• Temple PRSSA

Speaker Recap - April Tinhorn: Native American Heritage Month Panel


Our speaker for the month of November was the wonderful April Tinhorn. Every month but especially this month, we honor/celebrate the culture and heritage of American Indian and Alaskan Native's.


PRSSA welcomed, April Tinhorn, our featured guest speaker from TinHorn consulting. She was born and raised on the Hualapai reservation in northern Arizona. She is also part Navajo and Chinese. April graduated with a B.S from Arizona State University and an M.S. from John Hopkins University in Computer Science. She started her career as a software engineer and web programmer at the National Security Agency, IBM, and Indian Health Services. Her passion and drive led her to create her own consulting agency, Tinhorn Consulting. In 2010, she was able to see her business grow within her target audience-tribal communities. Her goal is to spread the word for Native Americans and strengthen the movement in tribal communities through cultural strategic planning, web design, training, and storytelling.


April's firm gains most of their recognition from the positive representation they carry and uphold towards American Indians and Native-owned businesses. The TinHorn firm accomplishes this goal by empowering business clients and offering a wide variety of individual trainings and team building workshops. April's values and positive energy also resonates with her 9 year old daughter. She highlights the importance of how people need good mentors in their lives to drive their dreams.


Throughout her session, PRSSA members were able to ask a lot of questions regarding her nationality and how that paid a crucial part in her future accomplishments. Some of those question & answer responses are included below:


Q: “What is the best language to use when it comes to Native American culture?”


A: When in doubt ask! Her mom prefers Indian but April would find that offensive. Overall, she prefers native, but there are many different terms like Native, Indigenous and Indian- so it is important to ask.


Q: “What is a good way for people to educate themselves about modern Native American life and culture?”


A: TV is a good modern way to learn - example: the tv show Reservation dogs. It is important to question the sources from where you get your information.


Q: "How do you infuse your culture into your career?"


A: My culture is all over, it is involved in her logo, Native Americans are storytellers and she uses that in her job and career since storytelling is a part of her job as well. It is in the values and actions of her team, who a majority are Native American.
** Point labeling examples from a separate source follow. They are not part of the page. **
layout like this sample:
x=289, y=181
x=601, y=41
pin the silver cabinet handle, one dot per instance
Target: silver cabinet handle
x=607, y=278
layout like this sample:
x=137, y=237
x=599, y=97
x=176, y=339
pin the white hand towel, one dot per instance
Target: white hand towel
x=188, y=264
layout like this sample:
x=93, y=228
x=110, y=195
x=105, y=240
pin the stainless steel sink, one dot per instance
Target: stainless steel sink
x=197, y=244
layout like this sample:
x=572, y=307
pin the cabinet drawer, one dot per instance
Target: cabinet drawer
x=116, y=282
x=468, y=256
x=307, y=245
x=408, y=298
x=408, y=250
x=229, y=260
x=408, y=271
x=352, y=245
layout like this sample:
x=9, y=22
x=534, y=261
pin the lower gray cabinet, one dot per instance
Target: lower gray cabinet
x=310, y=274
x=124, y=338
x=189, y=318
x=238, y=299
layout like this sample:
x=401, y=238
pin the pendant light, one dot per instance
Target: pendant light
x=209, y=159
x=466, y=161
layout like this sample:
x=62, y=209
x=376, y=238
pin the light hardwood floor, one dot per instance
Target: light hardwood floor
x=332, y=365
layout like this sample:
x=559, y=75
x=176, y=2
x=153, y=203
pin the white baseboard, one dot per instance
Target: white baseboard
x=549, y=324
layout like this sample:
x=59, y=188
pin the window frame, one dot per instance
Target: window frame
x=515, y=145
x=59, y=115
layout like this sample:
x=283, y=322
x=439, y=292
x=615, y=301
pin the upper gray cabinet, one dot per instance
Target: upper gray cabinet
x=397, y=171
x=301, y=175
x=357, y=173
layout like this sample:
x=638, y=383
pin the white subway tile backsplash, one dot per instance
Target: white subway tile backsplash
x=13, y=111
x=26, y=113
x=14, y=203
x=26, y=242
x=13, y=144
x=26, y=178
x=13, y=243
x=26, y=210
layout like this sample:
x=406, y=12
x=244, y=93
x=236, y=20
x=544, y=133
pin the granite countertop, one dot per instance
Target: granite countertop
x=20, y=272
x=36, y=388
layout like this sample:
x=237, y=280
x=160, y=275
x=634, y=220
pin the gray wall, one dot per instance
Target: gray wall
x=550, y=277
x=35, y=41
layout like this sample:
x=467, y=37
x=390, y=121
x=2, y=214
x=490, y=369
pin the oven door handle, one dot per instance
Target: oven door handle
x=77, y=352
It is also the strong ideals behind the fact that TinHorn is an all woman/Native American owned company.


Q: "Have you faced any barriers entering the communications field?"


A: She said the barrier is that she wasn’t formally trained. When she started out, she was so young that she had a lot to learn. Obstacles in her company included, the idea that people like to put people in boxes. April made sure that her company raises questions being a fusion alongside tech. There isn’t necessarily a box to put her company in. In the long run, when she embraced what made her different, her company prospered and that’s what she thinks made her company last with longevity.


Q: "Have you seen any changes in diversity in your career as a whole and what would you like to see changed?"


A: She says, people of color are now being invited to the table and there is more empowerment and ownership when it comes to creating POC spaces.


Overall, it was a privilege having April TinHorn come and speak to Temple PRSSA chapter. Not only did she brighten the room with her amazing spirit, but she gave valuable insight into her past and how her Native American heritage led her to where she is today. April is a perfect example of how mixing passion and culture within your PR Career can develop into something amazing.